What Is a Fixed-Rate Payment?

Let me explain what a fixed-rate payment is. It's an installment loan where the interest rate stays constant throughout the entire term of the loan. Your payment amount will remain the same every time, though the portions that go toward interest and principal will shift as you progress. Sometimes people call this a 'vanilla wafer' payment because it's straightforward and predictable, with no unexpected changes.

Key Takeaways

  • In a fixed-rate payment, the total amount due stays the same throughout the loan's life, even as the interest and principal proportions vary.
  • This term most often applies to mortgage loans, where you must choose between a fixed-rate payment and an adjustable-rate one.
  • Banks typically provide several fixed-rate mortgage options, each with a slightly different interest rate.

How a Fixed-Rate Payment Works

You'll see fixed-rate payment agreements most commonly in mortgage loans. As a homebuyer, you generally have the option between fixed-rate mortgages and adjustable-rate mortgages, also known as ARMs or floating rate loans. You can decide which one suits your situation best.

A bank will usually offer various fixed-rate mortgage loans, each with its own interest rate. You might choose a 15-year term or a 30-year term. Lower rates are available for veterans and FHA loans, but remember that these often require you to buy extra mortgage insurance to guard against default.

Banks also provide adjustable-rate options. In the past, these could start with much lower interest rates than fixed ones. When rates were low overall, you could get an even better introductory rate on an ARM, easing your payments right after buying. Once that intro period ends, the rate and payments could rise if overall rates increase. But when rates were high, banks might push fixed-rate loans with intro breaks, expecting rates to drop later.

Since the 2008 housing crisis, with mortgage rates staying below 5%, the difference between fixed and adjustable rates has narrowed significantly. As of August 13, 2020, the average 30-year fixed mortgage rate was 2.96%, while a comparable ARM was at 2.9%. That ARM is a 5/1 type, meaning the rate is fixed for five years and can adjust upward each year after that.

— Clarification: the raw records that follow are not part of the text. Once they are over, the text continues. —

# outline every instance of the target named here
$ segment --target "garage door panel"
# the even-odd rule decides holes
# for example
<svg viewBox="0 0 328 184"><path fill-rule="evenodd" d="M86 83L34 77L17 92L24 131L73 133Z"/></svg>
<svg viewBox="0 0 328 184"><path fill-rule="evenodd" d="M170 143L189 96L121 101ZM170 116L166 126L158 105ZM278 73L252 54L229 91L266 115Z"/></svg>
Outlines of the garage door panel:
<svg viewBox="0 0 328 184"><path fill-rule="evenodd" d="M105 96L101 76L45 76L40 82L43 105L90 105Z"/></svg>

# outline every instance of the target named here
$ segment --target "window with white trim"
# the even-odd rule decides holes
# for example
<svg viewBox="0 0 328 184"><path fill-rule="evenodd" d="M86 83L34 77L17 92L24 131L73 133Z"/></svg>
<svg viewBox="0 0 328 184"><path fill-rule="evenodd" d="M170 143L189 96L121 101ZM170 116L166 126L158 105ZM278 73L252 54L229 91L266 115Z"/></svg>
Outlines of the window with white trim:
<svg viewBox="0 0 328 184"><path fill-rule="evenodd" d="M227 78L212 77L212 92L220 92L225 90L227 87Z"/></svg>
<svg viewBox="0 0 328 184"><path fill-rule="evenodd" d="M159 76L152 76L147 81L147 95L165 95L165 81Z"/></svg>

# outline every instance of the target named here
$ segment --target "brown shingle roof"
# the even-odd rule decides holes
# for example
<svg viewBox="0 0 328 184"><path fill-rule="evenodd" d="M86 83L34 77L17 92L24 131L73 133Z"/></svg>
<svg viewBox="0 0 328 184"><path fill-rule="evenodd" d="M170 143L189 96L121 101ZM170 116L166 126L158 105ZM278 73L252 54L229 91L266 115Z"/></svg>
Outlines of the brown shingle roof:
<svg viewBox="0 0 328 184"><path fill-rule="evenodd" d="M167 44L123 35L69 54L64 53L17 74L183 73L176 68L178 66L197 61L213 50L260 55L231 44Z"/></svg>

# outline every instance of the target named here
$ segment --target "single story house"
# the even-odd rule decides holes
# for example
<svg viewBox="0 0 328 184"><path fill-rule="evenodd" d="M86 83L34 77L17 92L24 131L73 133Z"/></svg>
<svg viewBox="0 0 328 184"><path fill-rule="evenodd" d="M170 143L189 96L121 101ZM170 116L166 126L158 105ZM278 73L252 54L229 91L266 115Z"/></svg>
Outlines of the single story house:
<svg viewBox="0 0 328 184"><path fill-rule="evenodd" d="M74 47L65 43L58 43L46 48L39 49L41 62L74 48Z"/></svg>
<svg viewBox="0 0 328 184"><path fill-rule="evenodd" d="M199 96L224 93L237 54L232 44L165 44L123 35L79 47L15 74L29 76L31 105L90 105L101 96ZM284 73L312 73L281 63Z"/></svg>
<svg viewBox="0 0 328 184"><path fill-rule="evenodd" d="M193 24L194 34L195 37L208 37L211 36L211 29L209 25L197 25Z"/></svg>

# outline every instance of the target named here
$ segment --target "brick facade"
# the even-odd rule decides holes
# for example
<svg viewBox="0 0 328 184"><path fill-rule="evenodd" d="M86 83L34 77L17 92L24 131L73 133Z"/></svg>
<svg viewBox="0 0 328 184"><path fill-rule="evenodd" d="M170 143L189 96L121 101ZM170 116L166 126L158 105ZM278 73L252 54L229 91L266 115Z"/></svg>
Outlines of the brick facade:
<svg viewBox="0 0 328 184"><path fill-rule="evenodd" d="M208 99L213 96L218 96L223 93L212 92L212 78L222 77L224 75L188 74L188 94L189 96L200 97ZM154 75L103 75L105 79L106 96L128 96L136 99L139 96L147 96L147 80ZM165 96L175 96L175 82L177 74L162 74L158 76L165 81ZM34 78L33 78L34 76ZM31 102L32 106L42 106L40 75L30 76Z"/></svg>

The gap is just 0.06% between the average 30-year fixed and adjustable rates.

Special Considerations

With a fixed-rate payment loan, your monthly amount doesn't change, but the breakdown between principal and interest does shift each month. Early on, most of your payment covers interest, with less going to principal. Over time, as you pay down the loan through amortization, the interest portion decreases, and more goes to principal.

Example of a Fixed-Rate Payment Loan

In the home loan world, fixed-rate payments follow a standard amortization schedule. Take a $250,000, 30-year fixed-rate mortgage at 4.5% interest as an example. The first few months of the schedule show how it works.

Example of a Loan Amortization Schedule

  • Month One: Total Payment $1,266.71, Principal $329.21, Interest $937.50, Total Interest $937.50, Loan Balance $249,670.79
  • Month Two: Total Payment $1,266.71, Principal $330.45, Interest $936.27, Total Interest $1,873.77, Loan Balance $249,340.34
  • Month Three: Total Payment $1,266.71, Principal $331.69, Interest $935.03, Total Interest $2,808.79, Loan Balance $249,008.65

You can see that the interest drops slightly each month, the principal rises a bit, and the balance decreases, but your total payment stays fixed at $1,266.71.